在临床试验中,聚(ADP-核糖)聚合酶抑制剂(PARPi)与化疗相比,可显著改善无进展生存期,具有可管理的不良事件谱,并改善人表皮生长因子受体 2 阴性(HER2-)晚期乳腺癌(ABC)和种系 BRCA1/2 突变(gBRCA1/2mut)患者的患者报告结局(PROs)。本研究的目的是评估 gBRCA1/2mut HER2-ABC 患者在多国家真实世界环境中接受 PARPi 或医生选择的化疗时的 PROs 和医生对治疗的满意度。
本回顾性分析使用了美国、欧盟和以色列 Adelphi Real World ABC 疾病特定项目的数据。PROs 采用 EuroQol 5-维度 5 水平(EQ-5D-5L)量表、癌症治疗满意度问卷(CTSQ)以及欧洲癌症研究与治疗组织生活质量问卷核心 30 项(EORTC QLQ-C30)和乳腺癌特定模块(QLQ-BR23)在单个时间点进行评估。未评估基线 PROs。医生对治疗满意度评分分为 0/1 变量(0=非常不满意/不满意/中度满意;1=满意/非常满意)。使用逆概率加权回归调整进行评分比较,控制了多个混杂因素。

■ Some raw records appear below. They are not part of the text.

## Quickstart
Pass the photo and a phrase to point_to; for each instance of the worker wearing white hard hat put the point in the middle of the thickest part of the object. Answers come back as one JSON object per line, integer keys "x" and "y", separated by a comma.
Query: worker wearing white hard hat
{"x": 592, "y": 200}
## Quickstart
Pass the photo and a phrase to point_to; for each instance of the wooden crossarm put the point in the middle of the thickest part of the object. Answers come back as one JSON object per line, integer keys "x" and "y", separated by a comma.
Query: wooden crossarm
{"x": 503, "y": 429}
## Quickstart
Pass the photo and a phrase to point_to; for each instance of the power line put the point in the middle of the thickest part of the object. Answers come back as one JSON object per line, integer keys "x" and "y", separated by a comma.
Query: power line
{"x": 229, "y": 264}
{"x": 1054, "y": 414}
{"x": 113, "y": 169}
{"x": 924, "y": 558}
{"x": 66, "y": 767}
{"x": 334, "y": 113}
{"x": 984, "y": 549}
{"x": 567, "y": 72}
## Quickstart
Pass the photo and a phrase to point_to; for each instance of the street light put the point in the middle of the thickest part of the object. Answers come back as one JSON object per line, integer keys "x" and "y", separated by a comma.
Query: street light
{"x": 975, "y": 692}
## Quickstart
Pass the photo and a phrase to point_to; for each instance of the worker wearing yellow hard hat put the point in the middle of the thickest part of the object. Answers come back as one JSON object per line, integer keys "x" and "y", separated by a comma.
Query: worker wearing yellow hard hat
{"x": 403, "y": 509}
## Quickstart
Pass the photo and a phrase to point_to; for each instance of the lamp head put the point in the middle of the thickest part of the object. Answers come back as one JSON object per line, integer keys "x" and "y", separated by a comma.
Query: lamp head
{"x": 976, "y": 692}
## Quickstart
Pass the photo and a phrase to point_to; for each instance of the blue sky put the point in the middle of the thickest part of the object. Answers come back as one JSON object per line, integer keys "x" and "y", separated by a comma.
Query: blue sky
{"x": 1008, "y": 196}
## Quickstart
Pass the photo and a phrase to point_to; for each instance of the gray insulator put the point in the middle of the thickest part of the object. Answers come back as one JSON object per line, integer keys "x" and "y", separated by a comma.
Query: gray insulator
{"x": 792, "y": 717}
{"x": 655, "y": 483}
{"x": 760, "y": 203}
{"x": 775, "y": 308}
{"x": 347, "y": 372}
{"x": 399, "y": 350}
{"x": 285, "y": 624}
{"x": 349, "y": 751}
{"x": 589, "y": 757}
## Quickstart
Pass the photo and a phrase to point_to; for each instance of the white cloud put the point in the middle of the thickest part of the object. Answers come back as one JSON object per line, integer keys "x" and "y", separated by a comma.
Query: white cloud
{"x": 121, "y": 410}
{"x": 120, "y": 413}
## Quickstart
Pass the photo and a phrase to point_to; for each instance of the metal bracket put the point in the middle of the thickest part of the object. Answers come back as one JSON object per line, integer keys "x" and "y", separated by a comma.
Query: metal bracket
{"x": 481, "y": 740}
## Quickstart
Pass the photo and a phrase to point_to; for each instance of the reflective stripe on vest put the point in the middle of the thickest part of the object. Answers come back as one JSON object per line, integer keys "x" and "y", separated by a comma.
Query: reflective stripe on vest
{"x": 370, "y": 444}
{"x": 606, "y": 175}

本研究纳入了 96 例患者(PARPi 组,n=38;铂类/非铂类化疗组,n=58)。与化疗相比,接受 PARPi 治疗的患者在 EQ-5D-5L 健康效用指数上报告了显著更好的评分。在 EORTC QLQ-C30 功能量表上,接受 PARPi 治疗的患者报告了在身体功能(80.0±2.4 与 71.9±3.4;p<0.05)和社会功能(82.0±6.2 与 63.6±3.7;p<0.05)方面的显著更好评分,并且在症状量表上,报告了在便秘(1.9±1.8 与 18.7±3.2;p<0.001)、乳房症状(0.4±3.9 与 13.3±2.6;p<0.01)、手臂症状(2.6±1.3 与 11.4±2.4;p=0.001)和全身治疗副作用(13.5±1.8 与 29.4±2.3;p<0.001)方面的显著更好评分。相反,接受化疗的患者在恶心/呕吐量表上的评分(18.3±2.8 与 34.5±5.1;p<0.01)显著更好。接受 PARPi 治疗的患者在 CTSQ 量表上的满意度评分呈数值上的优势。与化疗相比,医生更有可能对 PARPi 感到满意/非常满意(95.4%±7.3%与 40.8%±6.2%;p<0.001)。
本真实世界人群中 gBRCA1/2mut HER2-ABC 患者的 PRO 研究结果与关键性临床试验结果一致,为这些患者接受 PARPi 治疗提供了进一步的支持。